The news of her death came shortly before a spokesman for the National Transportation Safety Board announced on Sunday that the Ride the Ducks vehicle did not receive a critical axle repair recommended by the company that refurbishes the amphibious vessels.
Ride the Ducks International, which rebuilt the DUKW vehicle in 2005, "notified its customers of a potential safety concern in 2013 and recommended repair or increased monitoring by operators," said Earl Weener, an NTSB spokesman. "This particular duck did not have the fix."
According to Weener, prior to the Seattle duck boat's collision with the charter bus, its front left axle was "sheared off, for what reason we don't know."
About 100 duck boats operate in the United States.
Calls to the Ride the Ducks operation in Philadelphia asking if the axles of amphibious vehicles operating in Center City received the recommended repair were not immediately returned.

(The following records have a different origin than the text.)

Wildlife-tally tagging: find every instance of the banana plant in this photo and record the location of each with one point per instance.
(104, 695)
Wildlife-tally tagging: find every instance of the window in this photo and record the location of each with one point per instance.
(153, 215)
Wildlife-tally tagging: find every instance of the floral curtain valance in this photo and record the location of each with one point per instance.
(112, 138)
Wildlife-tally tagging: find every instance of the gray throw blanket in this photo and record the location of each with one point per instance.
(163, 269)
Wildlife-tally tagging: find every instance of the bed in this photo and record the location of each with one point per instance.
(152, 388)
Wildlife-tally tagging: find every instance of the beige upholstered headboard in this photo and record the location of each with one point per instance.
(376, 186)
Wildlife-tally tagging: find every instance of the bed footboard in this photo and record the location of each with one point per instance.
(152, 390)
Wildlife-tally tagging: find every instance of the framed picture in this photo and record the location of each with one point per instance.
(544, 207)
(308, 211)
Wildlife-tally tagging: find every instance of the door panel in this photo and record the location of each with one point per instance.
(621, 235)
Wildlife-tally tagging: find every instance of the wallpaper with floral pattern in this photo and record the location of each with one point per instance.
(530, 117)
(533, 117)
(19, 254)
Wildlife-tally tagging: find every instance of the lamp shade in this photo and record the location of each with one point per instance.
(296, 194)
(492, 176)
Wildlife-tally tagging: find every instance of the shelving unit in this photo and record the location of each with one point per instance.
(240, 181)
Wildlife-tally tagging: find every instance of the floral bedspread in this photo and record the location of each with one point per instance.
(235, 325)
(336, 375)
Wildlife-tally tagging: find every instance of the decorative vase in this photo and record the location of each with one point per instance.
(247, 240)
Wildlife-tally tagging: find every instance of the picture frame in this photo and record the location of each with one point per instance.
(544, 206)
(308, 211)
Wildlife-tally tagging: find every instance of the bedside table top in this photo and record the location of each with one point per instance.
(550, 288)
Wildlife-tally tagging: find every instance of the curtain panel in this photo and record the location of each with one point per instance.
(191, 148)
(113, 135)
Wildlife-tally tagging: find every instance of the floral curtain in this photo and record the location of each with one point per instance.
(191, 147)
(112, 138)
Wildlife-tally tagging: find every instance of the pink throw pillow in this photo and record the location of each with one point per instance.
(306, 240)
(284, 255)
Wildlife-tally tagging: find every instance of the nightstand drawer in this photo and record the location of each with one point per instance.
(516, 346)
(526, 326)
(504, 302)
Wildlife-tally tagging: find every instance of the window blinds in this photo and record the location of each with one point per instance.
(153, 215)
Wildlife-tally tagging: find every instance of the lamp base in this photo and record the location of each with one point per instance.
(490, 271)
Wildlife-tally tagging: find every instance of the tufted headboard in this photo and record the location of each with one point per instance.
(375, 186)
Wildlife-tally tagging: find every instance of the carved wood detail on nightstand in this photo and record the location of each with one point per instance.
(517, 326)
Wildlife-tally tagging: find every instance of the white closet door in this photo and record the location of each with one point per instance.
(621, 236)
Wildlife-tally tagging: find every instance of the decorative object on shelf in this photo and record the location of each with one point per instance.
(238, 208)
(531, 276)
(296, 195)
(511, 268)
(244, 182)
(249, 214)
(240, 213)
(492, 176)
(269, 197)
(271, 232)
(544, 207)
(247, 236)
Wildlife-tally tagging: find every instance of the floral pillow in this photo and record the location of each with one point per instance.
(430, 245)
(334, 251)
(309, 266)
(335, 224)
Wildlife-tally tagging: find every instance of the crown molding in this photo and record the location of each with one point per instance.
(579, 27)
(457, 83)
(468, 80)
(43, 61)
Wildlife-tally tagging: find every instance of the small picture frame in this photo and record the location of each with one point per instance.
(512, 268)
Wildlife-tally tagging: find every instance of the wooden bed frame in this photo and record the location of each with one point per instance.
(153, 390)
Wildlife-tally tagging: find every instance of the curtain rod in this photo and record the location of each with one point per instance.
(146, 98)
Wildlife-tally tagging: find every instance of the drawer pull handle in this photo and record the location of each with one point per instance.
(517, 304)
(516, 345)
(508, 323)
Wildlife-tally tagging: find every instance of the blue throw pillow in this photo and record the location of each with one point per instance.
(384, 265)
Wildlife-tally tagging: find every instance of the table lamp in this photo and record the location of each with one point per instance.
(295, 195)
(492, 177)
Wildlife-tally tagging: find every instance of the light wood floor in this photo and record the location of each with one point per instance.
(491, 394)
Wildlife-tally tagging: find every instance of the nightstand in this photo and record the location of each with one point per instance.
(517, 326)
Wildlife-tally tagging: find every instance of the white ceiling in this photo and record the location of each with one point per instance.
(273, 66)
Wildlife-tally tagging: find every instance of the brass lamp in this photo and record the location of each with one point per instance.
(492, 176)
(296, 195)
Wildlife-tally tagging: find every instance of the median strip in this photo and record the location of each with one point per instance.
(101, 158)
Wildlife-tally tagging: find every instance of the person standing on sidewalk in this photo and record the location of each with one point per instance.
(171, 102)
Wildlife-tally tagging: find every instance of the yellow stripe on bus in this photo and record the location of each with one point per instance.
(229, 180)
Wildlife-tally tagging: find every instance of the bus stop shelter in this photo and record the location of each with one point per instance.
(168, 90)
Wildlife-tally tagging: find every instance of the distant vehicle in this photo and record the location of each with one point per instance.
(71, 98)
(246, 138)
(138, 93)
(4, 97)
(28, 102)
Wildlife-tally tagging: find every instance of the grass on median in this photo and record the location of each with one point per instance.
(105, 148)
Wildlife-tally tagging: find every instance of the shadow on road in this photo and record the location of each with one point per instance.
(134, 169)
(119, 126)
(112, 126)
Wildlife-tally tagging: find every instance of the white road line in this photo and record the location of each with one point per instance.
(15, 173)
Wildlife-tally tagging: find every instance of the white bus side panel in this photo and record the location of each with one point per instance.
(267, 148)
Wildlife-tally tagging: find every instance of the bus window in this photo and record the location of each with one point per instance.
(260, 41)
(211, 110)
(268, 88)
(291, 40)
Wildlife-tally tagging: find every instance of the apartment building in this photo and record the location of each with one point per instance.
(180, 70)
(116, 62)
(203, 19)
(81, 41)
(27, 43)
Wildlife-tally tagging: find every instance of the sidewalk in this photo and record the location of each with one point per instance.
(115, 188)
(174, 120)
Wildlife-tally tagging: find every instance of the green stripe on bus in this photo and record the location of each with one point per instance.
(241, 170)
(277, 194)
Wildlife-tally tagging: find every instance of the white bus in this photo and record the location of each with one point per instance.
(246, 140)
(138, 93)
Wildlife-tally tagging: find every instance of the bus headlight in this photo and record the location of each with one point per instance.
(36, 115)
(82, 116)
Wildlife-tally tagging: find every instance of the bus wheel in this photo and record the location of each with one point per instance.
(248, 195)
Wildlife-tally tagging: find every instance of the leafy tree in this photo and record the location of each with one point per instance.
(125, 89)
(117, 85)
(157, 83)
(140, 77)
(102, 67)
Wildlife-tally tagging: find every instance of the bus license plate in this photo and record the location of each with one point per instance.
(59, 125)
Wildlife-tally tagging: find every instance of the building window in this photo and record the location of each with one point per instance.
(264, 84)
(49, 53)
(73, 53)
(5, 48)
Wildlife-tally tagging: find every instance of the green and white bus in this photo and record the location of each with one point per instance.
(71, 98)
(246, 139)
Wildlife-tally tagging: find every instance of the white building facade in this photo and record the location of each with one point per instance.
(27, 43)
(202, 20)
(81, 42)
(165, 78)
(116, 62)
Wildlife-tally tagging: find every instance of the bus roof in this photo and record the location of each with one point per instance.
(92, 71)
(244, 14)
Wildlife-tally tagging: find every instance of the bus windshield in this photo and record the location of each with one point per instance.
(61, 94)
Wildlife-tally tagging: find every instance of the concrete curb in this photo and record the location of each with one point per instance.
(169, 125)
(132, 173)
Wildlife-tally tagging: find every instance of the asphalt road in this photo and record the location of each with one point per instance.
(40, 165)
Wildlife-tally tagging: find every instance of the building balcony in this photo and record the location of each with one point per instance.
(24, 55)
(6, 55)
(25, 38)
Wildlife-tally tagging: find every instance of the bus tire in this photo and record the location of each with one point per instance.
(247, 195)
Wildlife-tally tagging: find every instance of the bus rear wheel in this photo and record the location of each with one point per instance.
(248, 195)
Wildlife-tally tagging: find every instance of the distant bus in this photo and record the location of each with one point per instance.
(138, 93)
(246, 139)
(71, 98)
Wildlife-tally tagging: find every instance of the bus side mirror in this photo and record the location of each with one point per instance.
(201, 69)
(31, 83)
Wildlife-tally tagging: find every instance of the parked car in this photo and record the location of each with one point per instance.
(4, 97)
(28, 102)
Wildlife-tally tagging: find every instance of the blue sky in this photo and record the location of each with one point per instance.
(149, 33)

In Philadelphia, duck boat accidents have claimed the lives of three people. Two Hungarian students drowned in 2010 when a tugboat-guided barge struck a stalled Ride the Ducks vessel on the Delaware River. The victims became trapped under the canopy of the capsized vehicle. In May, pedestrian Elizabeth Karnicki was killed when a Ride the Ducks vessel struck her as she crossed a street in Chinatown.
The families of the Hungarian students settled with Ride the Ducks and the owner of the barge for $15 million. Attorney Robert Mongeluzzi, who represented the families, has also filed suit on behalf of Karnicki's estate.
Mongeluzzi this morning repeated his call for a moratorium on duck boat operations.
"Seattle's accident has proven what we've said for years – they're dangerous on the land and dangerous on the sea," he said. "They were designed to invade countries from the water and not to carry and kill tourists."
The deaths in Seattle and Philadelphia are "squarely linked," Mongeluzzi said, because the duck boats in all three accidents were manufactured by Amphibious Vehicle Manufacturing, a subsidiary of Ride the Ducks International.
Since the sightseeing vessels are built on chassis manufactured in the 1940s, they are exempt from federal motor vehicle safety standards, Mongeluzzi said.
According to its website, Ride the Ducks in Seattle has temporarily suspended operations as it assists the NTSB in the investigation.